The dataset we will use is composed of 144 observations on the monthly number of international airline passengers (in thousands) between 1949 and 1960. Such time-series dataset would be a perfect fit for a simple line plot, as illustrated below: (Note that I am using the plotplain scheme.)
webuse air2
scatter air time, m(o) c(l)
However, what if we want to arrange the data by month but keep a trend line across year? Something like in the following picture, which was made using R:
First, we need to create two new variables that will hold the current month and year, and that will be used for facetting the display:
generate y = floor(time)
generate m = mod(t, 12)
replace m = 12 if m == 0
label define m 1 "Jan" 2 "Feb" 3 "Mar" 4 "Apr" 5 "May" 6 "Jun" 7 "Jul" 8 "Aug" 9 "Sep" 10 "Oct" 11 "Nov" 12 "Dec"
label values m m
Note that it would be possible to use the creturn value c(Mons)
to encode abbreviated month names. This basically allows us to draw yearly data by month as in the following example:
scatter air y, by(m, note("")) c(l) m(none) xtitle("")
The above command could be simplified if we were to rely on time-series (or even panel-related) graphical commands in Stata, e.g.:
tsset m y
tsline air, by(m)
Unfortunately, neither scatter
nor tsline
offer an over()
option, so we must rely on a different approach if we want both an overlay and a facet. There is the sepscatter
command, written by Nick Cox, to draw overlaid scatterplots, but it is not a twoway plot type hence it cannot be combined with other twoway commands like scatter
. Here is a one-liner command:
sepscatter air y, sep(m) recast(line) lc(gs12 ...) lp(solid ...) legend(off)

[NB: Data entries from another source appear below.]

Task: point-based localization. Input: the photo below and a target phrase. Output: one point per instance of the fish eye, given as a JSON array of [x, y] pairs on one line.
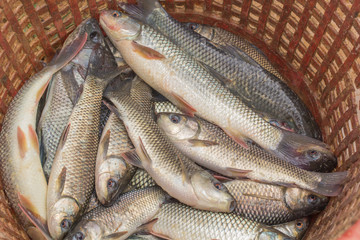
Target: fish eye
[[313, 154], [78, 236], [174, 118], [65, 224], [111, 183], [312, 199], [116, 14]]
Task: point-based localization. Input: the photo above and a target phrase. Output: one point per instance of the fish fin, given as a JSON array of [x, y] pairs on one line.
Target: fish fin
[[132, 158], [38, 222], [202, 143], [183, 105], [239, 173], [22, 143], [237, 139], [294, 148], [116, 235], [331, 184], [146, 52]]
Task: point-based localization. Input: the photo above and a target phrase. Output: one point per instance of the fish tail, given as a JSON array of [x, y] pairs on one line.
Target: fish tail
[[331, 184]]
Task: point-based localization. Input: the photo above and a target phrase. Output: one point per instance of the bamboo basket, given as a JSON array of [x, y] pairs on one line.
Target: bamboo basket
[[314, 44]]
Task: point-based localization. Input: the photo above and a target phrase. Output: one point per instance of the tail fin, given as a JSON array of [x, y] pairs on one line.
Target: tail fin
[[305, 152], [331, 184]]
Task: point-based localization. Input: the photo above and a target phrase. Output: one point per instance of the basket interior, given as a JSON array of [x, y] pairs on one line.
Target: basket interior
[[315, 45]]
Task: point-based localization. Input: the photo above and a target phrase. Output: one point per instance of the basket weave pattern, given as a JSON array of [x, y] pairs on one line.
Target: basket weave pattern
[[314, 44]]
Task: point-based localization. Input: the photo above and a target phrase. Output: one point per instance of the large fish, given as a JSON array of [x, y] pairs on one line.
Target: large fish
[[72, 175], [123, 218], [20, 166], [186, 83], [172, 171], [112, 173], [303, 122], [271, 204], [177, 221], [209, 146]]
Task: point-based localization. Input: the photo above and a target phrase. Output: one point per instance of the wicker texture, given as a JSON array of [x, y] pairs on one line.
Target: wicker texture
[[314, 44]]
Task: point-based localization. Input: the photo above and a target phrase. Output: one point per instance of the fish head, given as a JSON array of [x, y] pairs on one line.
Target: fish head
[[62, 215], [86, 229], [178, 126], [119, 26], [268, 233], [301, 200], [212, 195], [295, 228], [109, 180]]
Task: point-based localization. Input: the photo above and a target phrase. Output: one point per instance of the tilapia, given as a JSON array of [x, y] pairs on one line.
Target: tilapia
[[271, 204], [187, 84], [304, 123], [172, 171], [112, 172], [20, 166], [295, 229], [123, 218], [209, 146], [177, 221], [72, 176]]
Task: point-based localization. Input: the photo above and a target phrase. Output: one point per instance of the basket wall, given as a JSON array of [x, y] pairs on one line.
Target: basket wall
[[314, 44]]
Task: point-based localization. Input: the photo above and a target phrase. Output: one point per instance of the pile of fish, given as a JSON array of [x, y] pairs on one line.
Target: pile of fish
[[162, 130]]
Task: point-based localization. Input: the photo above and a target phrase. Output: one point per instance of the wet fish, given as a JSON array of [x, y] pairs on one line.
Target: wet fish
[[209, 146], [305, 122], [72, 176], [123, 218], [295, 229], [112, 172], [271, 204], [177, 221], [20, 165], [172, 171], [187, 84]]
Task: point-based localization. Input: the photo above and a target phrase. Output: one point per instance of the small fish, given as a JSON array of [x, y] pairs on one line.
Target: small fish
[[209, 146], [130, 211], [112, 172], [72, 175], [190, 86], [295, 229], [175, 173], [271, 204], [20, 164], [177, 221]]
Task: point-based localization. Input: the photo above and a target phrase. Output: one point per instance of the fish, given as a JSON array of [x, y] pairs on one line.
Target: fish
[[304, 123], [141, 179], [210, 147], [178, 221], [112, 172], [272, 204], [195, 91], [175, 173], [20, 163], [72, 176], [130, 211], [295, 229]]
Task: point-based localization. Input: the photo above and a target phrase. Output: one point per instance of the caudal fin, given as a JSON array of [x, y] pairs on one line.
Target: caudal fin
[[331, 184], [305, 152]]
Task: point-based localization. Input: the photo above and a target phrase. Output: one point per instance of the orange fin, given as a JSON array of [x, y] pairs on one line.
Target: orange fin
[[237, 139], [202, 143], [33, 138], [238, 173], [23, 147], [146, 52], [183, 105]]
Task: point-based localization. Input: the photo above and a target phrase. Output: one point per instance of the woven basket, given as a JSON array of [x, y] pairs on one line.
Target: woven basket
[[314, 44]]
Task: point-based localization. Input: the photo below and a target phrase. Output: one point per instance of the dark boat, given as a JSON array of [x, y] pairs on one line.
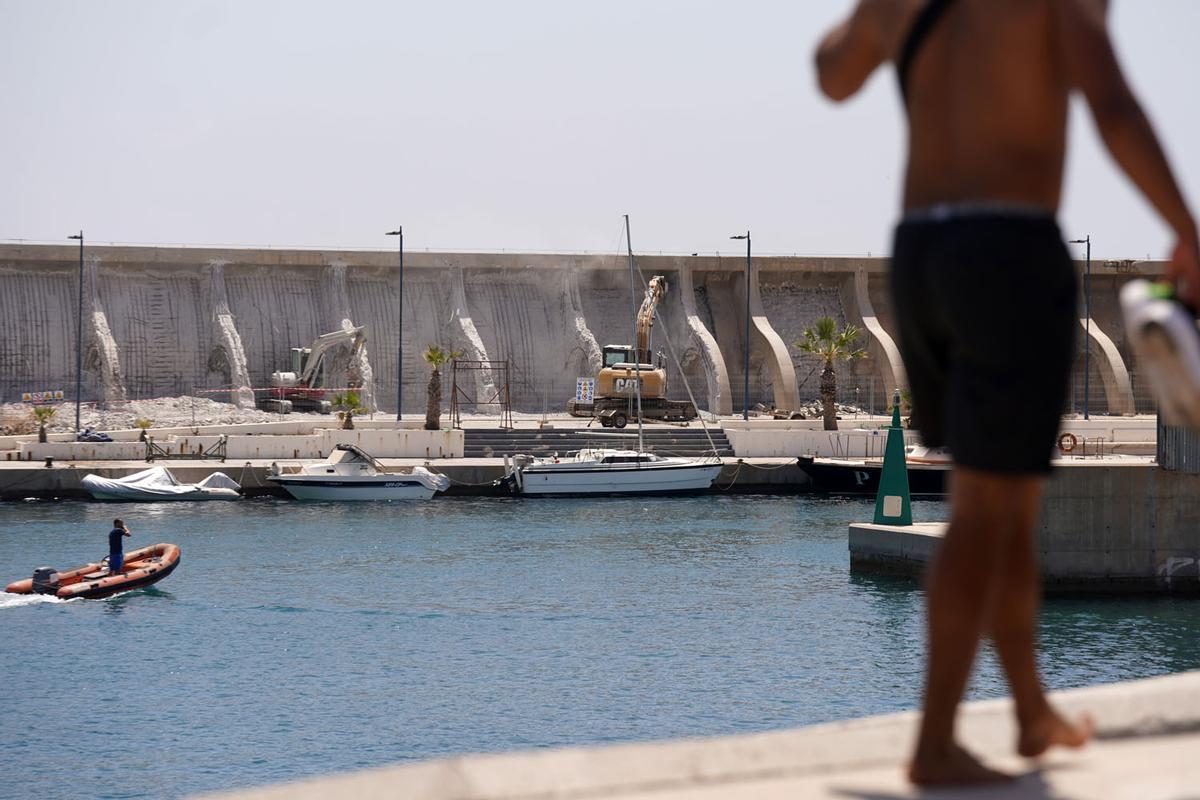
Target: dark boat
[[142, 567], [862, 475]]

It turns out that we can really do the same using a combination of separate
and scatter
:
separate air, by(m) gen(mm)
scatter mm* y, recast(line) lc(gs12 ...) lp(solid ...) legend(off) || line air y if m == 1, lp(solid) lw(medthick) xtitle("")
Finally, graph combine
will allows to combine different graphs into a single file, with the minor caveat that we cannot use regular expression to match graph saved into memory and so we have to list them all (the same problem would happen if we use a saving()
option or a graph save
command to save graphics on disk). Below is the final command that will be used to generate the final output. Note that we use a for
loop to iterate over months for each plot while handling graphic annotation and saving in memory:
forvalues j = 1/12 {
scatter mm* y, recast(line) lc(gs12 ...) lp(solid ...) xla(1949(2)1960) legend(off) title(mmonth) || line air y if m == `j', lp(solid) lw(medthick) xtitle("") title("`: label m `j''") name(p`j')
}
graph combine p1 p2 p3 p4 p5 p6 p7 p8 p9 p10 p11 p12, rows(3) cols(4)
graph drop _all
The take-away message is that Stata is quite flexible in allowing a by()
and an over()
option for graphics. When one is not available (e.g., over()
in scatter
) or cannot be used in combination with other command, one could simply think of an alternate data structure and use graph combine
as a replacement of the by()
option for facetting.